I used my project StringMatching, for no reason beyod convenience. I cloned commit 0a4ad368d25c5af7d3d751f9e903abc8ae792dae from GitHub. I decided to remove the .git directory, because I thought it would be easier to guess about how the process treated text files. The resulting .tar is 337920 bytes, with the .tar.gz being 45768 bytes.

The code is on GitHub.

Attempts

For the attempts that involve some randomness, I did 10 runs, and captured the best, worse and average results. I did comparisons using the best result, since if you wanted to use these techniques, you could do multiple runs, and pick the best one.
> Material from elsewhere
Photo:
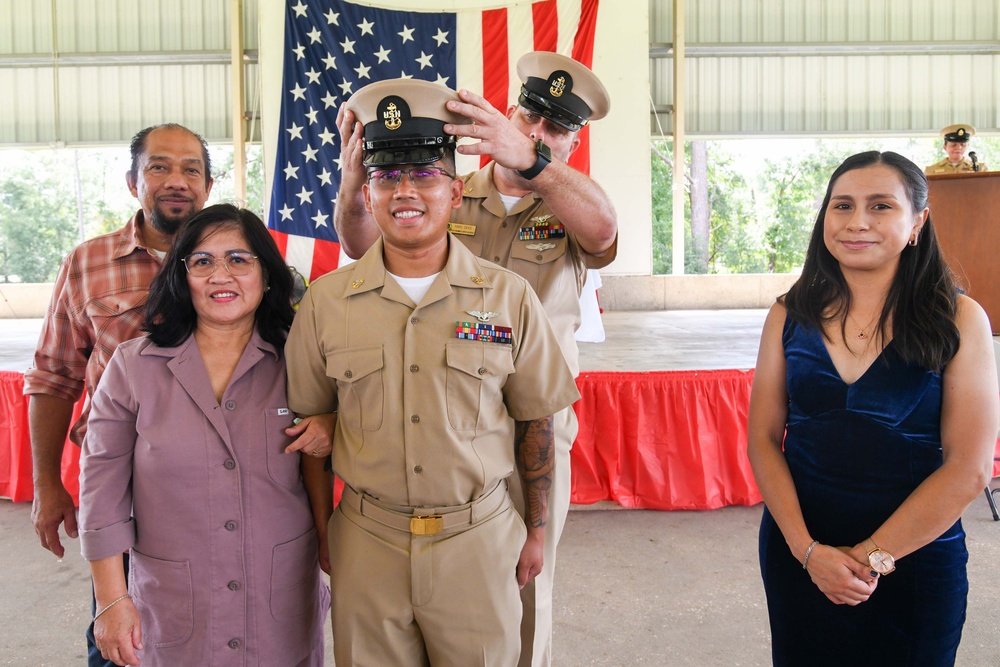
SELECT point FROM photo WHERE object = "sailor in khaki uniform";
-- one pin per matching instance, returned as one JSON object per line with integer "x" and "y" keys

Method	Best	Worst	Average	Difference
shuffled files	47819	49564	48802	+ 6.6%
most common token	46641	-	-	+ 1.9%
sorting by size	46431	-	-	+ 1.4%
python default	45890	-	-	+ 0.2%
shuffling files within directories	45771	46817	46466	+ 0.0%
tar -czvf	45768	-	-	-
swapping	45202	-	-	- 1.2%
swapping within directories	44959	46317	45840	- 1.8%

Shuffled Files: I shuffled a list of all found files, then added them to the archive.
Most Common Token: I applied a naive regex to split Java code into fragments that might sometimes correspond to tokens in Java syntax, then sorted files by their most common "token". In hindsight, not surprising this gave horrible results. Perhaps return is the most common token across arbitrary java files.
Shuffling Files Within Directories: Same as #1, except that we only shuffle within a directory, keeping all the files from that directory together.
Sort Files by Size: This one seems absurd. The fact that it ends up doing well may just be luck, though you could imagine that larger pieces of code have structural similarities.
Script With Default Ordering: I used the same process as my other attempts, without changing the order of files returned by walking the directories. I suspect the directory order is different than what tar uses, leading to a space increase, but I didn't check it.
tar -czvf: The baseline implementation. It makes sense that it does well relative to several other attempts. Files in the same package are likely to use many of the same imports, types and methods.
Swapping Adjacent Files A sort of bubble-sort lik algorithm. Starting with the files in their natural order, we try swapping files, then recreating the gzipped archive. If the result is smaller than our previous best result, we keep the swap, and try swapping the moved element with the one before it.
Swapping Adjacent Files After Shuffling Within Directories: Apply the same algorithm as in 5, but beforehand, shuffle files within directories, as in #3.

Does Any of This Matter?

No clue. It's hard to imagine these implementations are good for anything--the best results require doing at least O(n) calls to tar -czvf for an n-file archive. Google's zopfli algorithm spends major CPU time in exchange for moderate improvements in compressed file size, so a better implementation might be interesting. Lastly, I did one experiment on one library, so real-world results could be completely different.

Footnotes

Then I sat on my results for a few weeks before writing them up.↩